Enterprise AI Research Analysis

Joint Optimization of Urban Emergency Logistics Location and Routing under Public Health Emergencies

Authored by HAOJIE SUN from Beijing Jiaotong University, Beijing, China, this research presents a critical optimization model for enhancing urban emergency logistics under public health crises.

The study proposes a joint optimization model for emergency logistics location-routing, considering vehicle capacity, soft time windows, and demand uncertainty, to minimize system costs. An improved genetic algorithm is employed for optimization. Comparative analysis shows that penalty costs for time window and vehicle capacity violations significantly increase total system costs under uncertain demand scenarios, highlighting the need for robust planning in public health emergencies.

Executive Impact & Strategic Imperatives

This research provides vital insights for optimizing emergency logistics, directly influencing operational efficiency and cost management during public health emergencies. Implementing these strategies can significantly reduce disruptions and improve response times.

0 Total System Cost Increase under Uncertainty
0 Time Window Penalty Cost Increase
0 Vehicle Capacity Penalty Cost Increase
0 Fixed Costs Stability (Distribution & Vehicle)

Deep Analysis & Enterprise Applications

Select a topic to dive deeper, then explore the specific findings from the research, rebuilt as interactive, enterprise-focused modules.

The Challenge: Resilient Emergency Logistics

Public health emergencies, intensified by global socio-economic factors, frequently lead to critical material shortages and severely strain existing logistics infrastructure.
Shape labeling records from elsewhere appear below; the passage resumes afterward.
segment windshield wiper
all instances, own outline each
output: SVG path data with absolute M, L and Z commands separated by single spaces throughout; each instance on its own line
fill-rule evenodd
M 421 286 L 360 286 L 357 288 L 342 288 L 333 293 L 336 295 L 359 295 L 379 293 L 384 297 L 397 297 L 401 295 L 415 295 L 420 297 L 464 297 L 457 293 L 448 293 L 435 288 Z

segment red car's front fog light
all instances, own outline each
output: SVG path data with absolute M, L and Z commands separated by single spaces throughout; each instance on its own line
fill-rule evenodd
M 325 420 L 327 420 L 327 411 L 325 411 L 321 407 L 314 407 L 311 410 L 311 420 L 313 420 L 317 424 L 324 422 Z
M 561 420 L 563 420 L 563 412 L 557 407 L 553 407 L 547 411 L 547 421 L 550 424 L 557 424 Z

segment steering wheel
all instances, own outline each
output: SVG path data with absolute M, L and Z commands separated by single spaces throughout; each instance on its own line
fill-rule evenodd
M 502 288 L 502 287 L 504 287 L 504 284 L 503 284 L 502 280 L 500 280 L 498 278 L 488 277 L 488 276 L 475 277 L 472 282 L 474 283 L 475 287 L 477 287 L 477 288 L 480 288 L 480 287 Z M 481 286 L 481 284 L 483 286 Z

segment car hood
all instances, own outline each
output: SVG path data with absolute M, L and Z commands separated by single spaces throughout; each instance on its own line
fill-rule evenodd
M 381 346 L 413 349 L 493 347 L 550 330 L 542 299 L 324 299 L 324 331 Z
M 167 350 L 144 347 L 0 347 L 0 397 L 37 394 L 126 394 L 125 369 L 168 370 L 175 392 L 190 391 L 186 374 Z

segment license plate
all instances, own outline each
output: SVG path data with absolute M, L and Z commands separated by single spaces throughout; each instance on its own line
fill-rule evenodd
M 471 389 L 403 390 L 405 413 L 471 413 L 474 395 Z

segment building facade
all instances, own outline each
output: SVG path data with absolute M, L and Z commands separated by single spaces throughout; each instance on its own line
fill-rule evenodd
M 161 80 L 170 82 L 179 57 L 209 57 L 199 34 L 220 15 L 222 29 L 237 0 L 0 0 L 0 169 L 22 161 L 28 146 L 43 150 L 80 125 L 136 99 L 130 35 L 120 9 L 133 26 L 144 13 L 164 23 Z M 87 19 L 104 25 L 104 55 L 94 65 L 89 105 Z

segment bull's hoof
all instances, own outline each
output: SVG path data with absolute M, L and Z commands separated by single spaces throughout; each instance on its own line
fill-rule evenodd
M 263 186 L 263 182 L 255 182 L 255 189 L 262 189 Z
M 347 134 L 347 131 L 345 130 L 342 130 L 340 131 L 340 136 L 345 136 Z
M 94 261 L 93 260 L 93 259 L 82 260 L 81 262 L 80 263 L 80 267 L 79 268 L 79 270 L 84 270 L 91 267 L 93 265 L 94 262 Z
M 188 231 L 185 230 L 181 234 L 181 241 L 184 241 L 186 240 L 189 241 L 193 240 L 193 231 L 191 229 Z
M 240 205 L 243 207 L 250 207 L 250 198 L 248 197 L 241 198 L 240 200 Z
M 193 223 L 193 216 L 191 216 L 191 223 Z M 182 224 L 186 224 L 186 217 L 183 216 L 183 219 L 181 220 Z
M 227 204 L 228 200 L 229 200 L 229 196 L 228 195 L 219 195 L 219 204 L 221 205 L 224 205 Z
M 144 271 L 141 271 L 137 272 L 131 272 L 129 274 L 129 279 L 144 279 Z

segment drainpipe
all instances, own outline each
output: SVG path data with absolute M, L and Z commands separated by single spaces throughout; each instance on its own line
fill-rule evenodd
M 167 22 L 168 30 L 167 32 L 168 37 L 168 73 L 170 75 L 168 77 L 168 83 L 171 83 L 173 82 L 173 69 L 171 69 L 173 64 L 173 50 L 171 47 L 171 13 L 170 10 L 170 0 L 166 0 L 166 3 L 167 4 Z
Traditional logistics models struggle to cope with the unique demands of such crises, including rapid deployment of resources, managing unpredictable demand, and navigating strict delivery time windows amidst lockdowns and transport disruptions. The core problem lies in optimizing the deployment and operational routes of emergency logistics centers effectively and cost-efficiently.

This paper addresses this by proposing a joint optimization model for emergency logistics location-routing. It aims to minimize total system costs by intelligently selecting optimal distribution center locations and planning efficient vehicle routes, while robustly accounting for vehicle capacity constraints, soft time windows, and inherent demand uncertainty during public health crises.

Optimized Logistics Through Advanced Algorithms

The research formulates the emergency logistics distribution center location-routing problem as a nonlinear integer programming model, integrating both the Location Allocation Problem (LAP) and the Vehicle Routing Problem (VRP). The objective is to minimize total costs, comprising fixed costs (for opening centers and vehicle usage), transportation costs, and crucially, penalty costs for violating time window and vehicle capacity constraints.

To tackle the NP-hard nature of this problem, an improved genetic algorithm is developed. This algorithm optimizes center locations and vehicle routes by encoding solutions into chromosomes, using a fitness function derived from the total cost. It employs selection (roulette wheel with elitism), crossover, and mutation operations to evolve optimal solutions, ensuring efficient exploration of the solution space and robust handling of complex constraints.

Quantifiable Improvements in Crisis Response

Utilizing a modified c101 test dataset, the model was tested under both deterministic and uncertain demand scenarios. The results demonstrate that while fixed costs for centers and vehicles remain stable, the presence of uncertain demand significantly escalates total system costs by 23.28%. This increase is primarily driven by sharp rises in penalty costs for violating time windows (+146.01%) and vehicle capacity (+178.20%).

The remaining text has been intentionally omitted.